July 19, 2023
Favorable functional outcome at six months was similar for trauma patients who received prehospital tranexamic acid versus placebo at advanced trauma facilities, despite reduced early mortality with treatment, according to new research published July 13 in the New England Journal of Medicine.
“Our trial provides new information on the quality of survival after severe trauma that is treated with tranexamic acid,” the researchers wrote.
Previous trials have examined the administration of pretranexamic acid within three hours of traumatic injury in countries lacking organized regional trauma systems. This study (PATCH-Trauma) was conducted in New Zealand, Australia and Germany, all of which have established advanced trauma systems.
The proportion of patients with favorable functional outcome at six months (the primary outcome) was comparable for those who received tranexamic acid on the scene of traumatic injury or en route to the emergency department versus those who received placebo. Favorable functional outcome was measured using the Glasgow Outcome Scale–Extended and was achieved in 53.7% and 53.5% of patients, respectively.

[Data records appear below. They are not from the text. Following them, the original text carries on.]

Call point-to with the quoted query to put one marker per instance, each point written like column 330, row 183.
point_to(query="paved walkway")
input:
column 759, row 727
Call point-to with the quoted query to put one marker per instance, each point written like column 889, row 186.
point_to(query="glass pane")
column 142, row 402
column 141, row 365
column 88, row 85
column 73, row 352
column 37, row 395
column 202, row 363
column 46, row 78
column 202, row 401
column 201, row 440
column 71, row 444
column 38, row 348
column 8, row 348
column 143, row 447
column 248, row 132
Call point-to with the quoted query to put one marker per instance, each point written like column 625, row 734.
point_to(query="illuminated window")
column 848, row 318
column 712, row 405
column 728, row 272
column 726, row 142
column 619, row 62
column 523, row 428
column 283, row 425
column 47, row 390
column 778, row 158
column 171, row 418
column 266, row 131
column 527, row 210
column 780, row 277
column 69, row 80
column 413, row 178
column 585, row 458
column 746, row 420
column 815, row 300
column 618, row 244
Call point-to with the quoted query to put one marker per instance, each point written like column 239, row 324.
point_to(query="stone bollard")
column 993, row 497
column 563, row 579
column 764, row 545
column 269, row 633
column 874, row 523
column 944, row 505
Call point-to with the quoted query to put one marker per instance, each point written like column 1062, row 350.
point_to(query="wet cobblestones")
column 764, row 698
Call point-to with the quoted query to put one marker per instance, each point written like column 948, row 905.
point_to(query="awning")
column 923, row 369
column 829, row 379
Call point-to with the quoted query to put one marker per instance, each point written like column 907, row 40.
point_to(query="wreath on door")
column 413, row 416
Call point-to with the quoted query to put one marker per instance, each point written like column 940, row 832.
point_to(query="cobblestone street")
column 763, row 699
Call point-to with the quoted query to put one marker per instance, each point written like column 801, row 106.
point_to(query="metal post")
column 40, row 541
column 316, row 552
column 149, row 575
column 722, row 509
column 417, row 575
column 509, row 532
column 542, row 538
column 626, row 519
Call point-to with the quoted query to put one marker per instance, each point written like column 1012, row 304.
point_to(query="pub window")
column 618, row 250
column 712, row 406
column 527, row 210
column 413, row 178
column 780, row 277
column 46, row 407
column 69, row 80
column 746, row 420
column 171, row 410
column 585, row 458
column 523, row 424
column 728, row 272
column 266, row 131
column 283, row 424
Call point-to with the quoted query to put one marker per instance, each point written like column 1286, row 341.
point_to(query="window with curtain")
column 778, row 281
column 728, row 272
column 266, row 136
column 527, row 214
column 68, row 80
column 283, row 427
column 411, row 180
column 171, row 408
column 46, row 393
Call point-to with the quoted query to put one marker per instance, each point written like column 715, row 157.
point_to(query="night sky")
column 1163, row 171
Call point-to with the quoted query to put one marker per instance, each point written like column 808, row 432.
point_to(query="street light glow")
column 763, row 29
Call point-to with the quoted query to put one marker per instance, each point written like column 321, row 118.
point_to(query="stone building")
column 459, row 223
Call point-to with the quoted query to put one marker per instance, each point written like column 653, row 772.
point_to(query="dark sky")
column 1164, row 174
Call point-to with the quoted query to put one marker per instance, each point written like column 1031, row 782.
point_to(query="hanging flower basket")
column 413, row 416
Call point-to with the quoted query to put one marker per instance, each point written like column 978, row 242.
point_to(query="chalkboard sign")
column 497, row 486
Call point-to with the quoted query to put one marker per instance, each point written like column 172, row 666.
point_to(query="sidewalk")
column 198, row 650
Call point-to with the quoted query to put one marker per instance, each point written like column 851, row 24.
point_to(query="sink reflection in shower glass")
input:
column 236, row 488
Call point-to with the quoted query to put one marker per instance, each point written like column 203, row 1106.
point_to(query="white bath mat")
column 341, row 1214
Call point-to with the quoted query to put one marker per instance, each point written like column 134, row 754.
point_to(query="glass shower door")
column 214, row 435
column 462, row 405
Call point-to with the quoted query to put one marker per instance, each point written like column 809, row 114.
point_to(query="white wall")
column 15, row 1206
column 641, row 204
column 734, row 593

The researchers noted that “for every 100 patients assigned to receive tranexamic acid rather than placebo, there were approximately four extra patients alive at six months; however, approximately four extra patients were also categorized as having severe disability.”
Mortality at 24 hours after injury was lower for those who received tranexamic acid prior to hospital arrival — 9.7% with tranexamic acid and 14.1% with placebo. Mortality at six months was 19% in the tranexamic acid group and 22.9% in the placebo group.
The researchers were also interested in rates of vascular occlusive events (deep venous thrombosis, pulmonary embolism, myocardial infarction, ischemic stroke or other arterial events). Nearly a quarter of patients in the tranexamic acid group (23.6%) had one or more vascular occlusive events compared with 19.7% in the placebo group.
In this trial, investigators enrolled adults with suspected severe traumatic injuries who they assessed as being at high risk for trauma-induced coagulopathy. The first dose of tranexamic acid or placebo had to be administered within three hours of injury (at the scene or en route). A second dose of tranexamic acid or placebo (sodium chloride solution) was administered in the hospital. Patients were randomized 1:1 and all trial personnel were blinded.
Coagulopathy risk had to be assessed prior to hospital arrival and measured using the Coagulopathy of Severe Trauma (COAST) score (0-7 points). COAST score factors include entrapment in a vehicle, systolic blood pressure of less than 100 mm of mercury (mm Hg), body temperature of less than 35 degrees Celsius, suspected pneumothorax and suspected intra-abdominal or pelvic injury. A COAST score of three or greater is considered high risk. Patients were also assessed for deep vein thrombosis using Doppler ultrasound.
Prespecified subgroups were based on age, initial score on the Glasgow Coma Scale, initial systolic blood pressure, mechanism of injury and time from injury to first dose of tranexamic acid/placebo. Investigators observed no differences between the treatment and placebo groups in any of these analyses.